First place Anne McIntosh
Parkland Photography Club
October 2010

Tisdale, Monday, November 8, 2010 by: Darlene McCullough
  President Neil Anderson 873-2356
  Vice President BJ Madsen  
  Sec./Treasurer Darlene McCullough 873-2030

Due to the inclement weather last week, the Parkland Photography Club postponed their October meeting until Tuesday, November 2. Eighteen members met in the Doghide Gallery along with two guests Chantelle Derbowka and Lindsey Reed. New members Daylene and Tye Wallington were welcomed to the club. President Neil Anderson chaired the meeting until he had to leave and then Vice-President BJ Madsen took over the chair.

President Neil suggested that each member bring about five of their "special to them" photos to share with the members and Juliana Van Jaarsveld volunteered for the November 23 meeting. Neil also reminded the members about preparing their images for the Shutterbug Show to be held between mid January and mid February. Each member is asked to have about five framed photos for the display of our work.

BJ Madsen then presented an informative and entertaining report on the history of cameras and photography and demonstrated the amount of work required to take photos with those old cameras. The pin-hole camera was invented in Iraq about 1000 years ago but it was 800 more years before a photo was actually taken and printed. Using a Russian-made Photo Core 1 camera that opened using accordion-like pleats he demonstrated exactly what the photographer had to do in order to capture an image.

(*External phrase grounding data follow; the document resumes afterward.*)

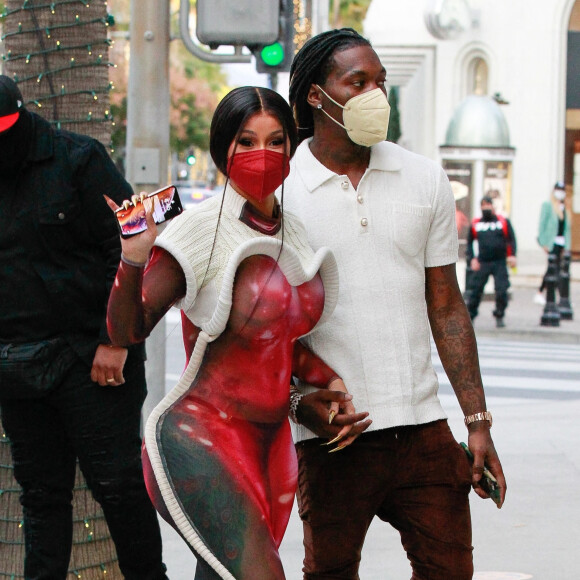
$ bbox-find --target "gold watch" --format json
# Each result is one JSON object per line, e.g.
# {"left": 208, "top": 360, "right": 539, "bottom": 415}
{"left": 464, "top": 411, "right": 492, "bottom": 427}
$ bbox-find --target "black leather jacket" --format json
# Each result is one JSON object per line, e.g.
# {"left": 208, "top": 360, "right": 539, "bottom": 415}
{"left": 0, "top": 111, "right": 139, "bottom": 362}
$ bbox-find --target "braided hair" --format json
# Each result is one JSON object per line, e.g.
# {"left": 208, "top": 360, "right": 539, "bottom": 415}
{"left": 289, "top": 28, "right": 371, "bottom": 143}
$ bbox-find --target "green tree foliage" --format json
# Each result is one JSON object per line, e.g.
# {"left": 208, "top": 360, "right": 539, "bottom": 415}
{"left": 387, "top": 86, "right": 402, "bottom": 143}
{"left": 170, "top": 91, "right": 211, "bottom": 153}
{"left": 329, "top": 0, "right": 373, "bottom": 32}
{"left": 107, "top": 0, "right": 227, "bottom": 159}
{"left": 169, "top": 1, "right": 227, "bottom": 93}
{"left": 168, "top": 44, "right": 227, "bottom": 156}
{"left": 168, "top": 19, "right": 227, "bottom": 156}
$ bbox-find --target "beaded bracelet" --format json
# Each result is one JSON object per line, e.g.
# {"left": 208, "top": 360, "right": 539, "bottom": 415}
{"left": 289, "top": 387, "right": 304, "bottom": 424}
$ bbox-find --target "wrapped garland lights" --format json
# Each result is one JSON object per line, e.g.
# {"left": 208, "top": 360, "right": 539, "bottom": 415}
{"left": 1, "top": 0, "right": 116, "bottom": 146}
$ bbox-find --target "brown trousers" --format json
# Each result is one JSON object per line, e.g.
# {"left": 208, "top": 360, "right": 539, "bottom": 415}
{"left": 296, "top": 420, "right": 473, "bottom": 580}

This camera used plate carriers which provide one photo each. First the camera was placed on a tripod (shutter speeds were very slow then) and adjusted so that it is was level checking with the bubble level provided for this. The back of the camera was then opened to form a hood and the shutter and lens were opened. The photographer then looked in to check the upside-down image on a sheet of ground glass and using the focusing knob he adjusted this. Then a jeweler's loup was used to check the focus from top to bottom, the shutter was closed, speed and lens opening were set, hood was closed, carrier plate was inserted, a remote shutter release was hooked up and the photo was snapped. The photographer removed the film carrier and he had one photo.

This procedure would be repeated for each photo. The plates were taken home to a dark room where they were developed and hung to dry. The major changes in film have been from black and white to colour and then to digital. Modern cameras are made to be more convenient being truly "point and shoot" allowing many more people to enjoy photography. Not many of us would be dedicated enough to go through that long procedure that BJ demonstrated.

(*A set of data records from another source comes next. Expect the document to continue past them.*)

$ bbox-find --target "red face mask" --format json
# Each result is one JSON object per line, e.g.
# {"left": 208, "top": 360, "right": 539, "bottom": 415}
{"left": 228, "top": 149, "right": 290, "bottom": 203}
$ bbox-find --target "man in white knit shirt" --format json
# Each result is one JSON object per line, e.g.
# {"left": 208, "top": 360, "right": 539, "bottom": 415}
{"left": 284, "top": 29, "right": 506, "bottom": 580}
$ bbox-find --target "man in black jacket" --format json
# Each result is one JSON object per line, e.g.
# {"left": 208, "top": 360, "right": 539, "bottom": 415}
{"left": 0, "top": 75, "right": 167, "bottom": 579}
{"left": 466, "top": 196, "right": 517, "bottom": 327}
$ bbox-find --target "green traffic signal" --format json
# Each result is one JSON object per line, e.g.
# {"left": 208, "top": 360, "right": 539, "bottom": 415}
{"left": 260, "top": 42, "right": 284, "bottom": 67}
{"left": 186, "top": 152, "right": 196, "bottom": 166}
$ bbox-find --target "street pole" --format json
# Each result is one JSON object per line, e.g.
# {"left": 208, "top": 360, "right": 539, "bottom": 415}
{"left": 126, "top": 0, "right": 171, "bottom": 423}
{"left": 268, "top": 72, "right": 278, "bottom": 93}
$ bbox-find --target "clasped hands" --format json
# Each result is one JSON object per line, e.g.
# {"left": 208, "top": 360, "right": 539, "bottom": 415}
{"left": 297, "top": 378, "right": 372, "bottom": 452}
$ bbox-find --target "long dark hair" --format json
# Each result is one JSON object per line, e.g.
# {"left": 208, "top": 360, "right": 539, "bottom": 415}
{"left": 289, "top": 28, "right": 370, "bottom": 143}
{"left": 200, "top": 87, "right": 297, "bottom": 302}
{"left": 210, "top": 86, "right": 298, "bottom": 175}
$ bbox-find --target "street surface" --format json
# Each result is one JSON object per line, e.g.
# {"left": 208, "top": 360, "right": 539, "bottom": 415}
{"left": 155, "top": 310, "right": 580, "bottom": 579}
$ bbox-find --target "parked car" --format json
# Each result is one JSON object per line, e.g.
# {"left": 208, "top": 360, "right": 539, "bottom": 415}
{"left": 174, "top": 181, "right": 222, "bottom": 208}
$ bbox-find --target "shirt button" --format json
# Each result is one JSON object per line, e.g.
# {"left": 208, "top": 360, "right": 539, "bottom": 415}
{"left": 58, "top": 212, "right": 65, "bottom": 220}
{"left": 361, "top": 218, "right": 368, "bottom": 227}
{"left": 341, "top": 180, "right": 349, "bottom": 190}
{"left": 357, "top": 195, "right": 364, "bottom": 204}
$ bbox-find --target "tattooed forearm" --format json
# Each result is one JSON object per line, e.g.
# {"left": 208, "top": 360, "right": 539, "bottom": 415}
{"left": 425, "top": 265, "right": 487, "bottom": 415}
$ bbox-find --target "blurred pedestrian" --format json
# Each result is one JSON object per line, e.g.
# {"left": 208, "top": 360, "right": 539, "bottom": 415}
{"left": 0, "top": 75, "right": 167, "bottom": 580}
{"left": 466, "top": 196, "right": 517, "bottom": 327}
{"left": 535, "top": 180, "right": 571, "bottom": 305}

Competitions chair Anne McIntosh then projected the ten images which club members had submitted to the Foto Fun Competition hosted by the Gleneath Photo Club. As each image was displayed Anne read the mark assigned to it and the judges' comments about it. Our club members submitted ten images and won four Honourable Mentions. Anne has sent another 10 images in to the competition this year as well as submitting twenty images to the PRPA Everest Competition.

The theme shoot topic for this month was "Insect" and there were twelve entries. First place went to Anne McIntosh: a tie for second place to Lia Boxall and Anja Gotze, and third place went to Albert Orban.

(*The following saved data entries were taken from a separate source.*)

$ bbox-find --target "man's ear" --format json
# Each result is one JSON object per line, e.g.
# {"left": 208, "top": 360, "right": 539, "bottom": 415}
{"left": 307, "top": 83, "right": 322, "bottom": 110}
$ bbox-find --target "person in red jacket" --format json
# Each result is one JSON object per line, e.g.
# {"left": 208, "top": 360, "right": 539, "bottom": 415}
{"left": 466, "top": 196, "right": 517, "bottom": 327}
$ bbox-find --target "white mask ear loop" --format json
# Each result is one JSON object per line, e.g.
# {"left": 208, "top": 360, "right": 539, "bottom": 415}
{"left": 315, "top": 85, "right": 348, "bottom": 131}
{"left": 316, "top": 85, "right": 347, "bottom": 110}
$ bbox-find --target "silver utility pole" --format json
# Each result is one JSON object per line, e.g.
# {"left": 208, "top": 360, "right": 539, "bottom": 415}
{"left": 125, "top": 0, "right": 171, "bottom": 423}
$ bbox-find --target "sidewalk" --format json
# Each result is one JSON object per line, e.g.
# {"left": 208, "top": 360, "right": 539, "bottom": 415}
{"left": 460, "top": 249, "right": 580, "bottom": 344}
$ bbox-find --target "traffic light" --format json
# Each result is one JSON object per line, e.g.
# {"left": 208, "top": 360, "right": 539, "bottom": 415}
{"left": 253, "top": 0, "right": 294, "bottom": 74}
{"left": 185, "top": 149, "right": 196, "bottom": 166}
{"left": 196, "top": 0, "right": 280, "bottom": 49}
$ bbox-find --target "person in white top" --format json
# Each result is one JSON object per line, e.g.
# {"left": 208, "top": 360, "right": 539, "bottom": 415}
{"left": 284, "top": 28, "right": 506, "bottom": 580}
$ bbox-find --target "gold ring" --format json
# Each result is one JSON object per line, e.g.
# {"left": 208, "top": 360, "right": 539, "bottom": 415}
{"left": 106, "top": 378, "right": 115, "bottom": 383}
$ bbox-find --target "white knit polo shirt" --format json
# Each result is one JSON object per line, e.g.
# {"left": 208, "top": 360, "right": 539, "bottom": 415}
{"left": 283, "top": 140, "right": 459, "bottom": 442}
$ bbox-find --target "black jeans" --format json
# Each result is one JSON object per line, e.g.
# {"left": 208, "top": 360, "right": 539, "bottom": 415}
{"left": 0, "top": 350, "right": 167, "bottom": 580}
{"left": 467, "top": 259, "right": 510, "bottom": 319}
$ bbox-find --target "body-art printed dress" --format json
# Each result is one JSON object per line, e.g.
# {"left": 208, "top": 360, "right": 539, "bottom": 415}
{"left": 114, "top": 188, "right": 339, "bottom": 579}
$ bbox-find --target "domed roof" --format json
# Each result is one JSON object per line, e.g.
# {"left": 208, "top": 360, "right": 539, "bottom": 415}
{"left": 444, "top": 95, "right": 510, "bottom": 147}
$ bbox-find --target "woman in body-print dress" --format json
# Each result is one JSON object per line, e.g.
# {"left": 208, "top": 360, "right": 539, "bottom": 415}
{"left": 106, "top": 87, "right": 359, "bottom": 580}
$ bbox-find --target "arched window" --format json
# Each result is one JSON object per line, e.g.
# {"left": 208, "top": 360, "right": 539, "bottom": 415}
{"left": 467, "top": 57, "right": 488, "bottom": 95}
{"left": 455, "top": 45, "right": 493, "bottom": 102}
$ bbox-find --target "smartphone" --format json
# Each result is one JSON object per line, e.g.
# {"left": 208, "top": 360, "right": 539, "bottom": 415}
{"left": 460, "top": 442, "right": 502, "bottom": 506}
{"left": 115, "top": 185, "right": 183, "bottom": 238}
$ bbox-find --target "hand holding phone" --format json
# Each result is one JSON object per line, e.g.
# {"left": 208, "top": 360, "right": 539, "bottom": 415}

Vice-President BJ Madsen then presented Albert Orban with a gold medal for accumulating 500 club points. congratulations, Albert!

Salome Van der Merwe provided the lunch for this meeting.

The next meeting of the Parkland Photography Club will be held in the Doghide Gallery on Tuesday, November 23. Drop into the Doghide Gallery and have a look at the winning theme shoot photos as well as others that are on the club display board there.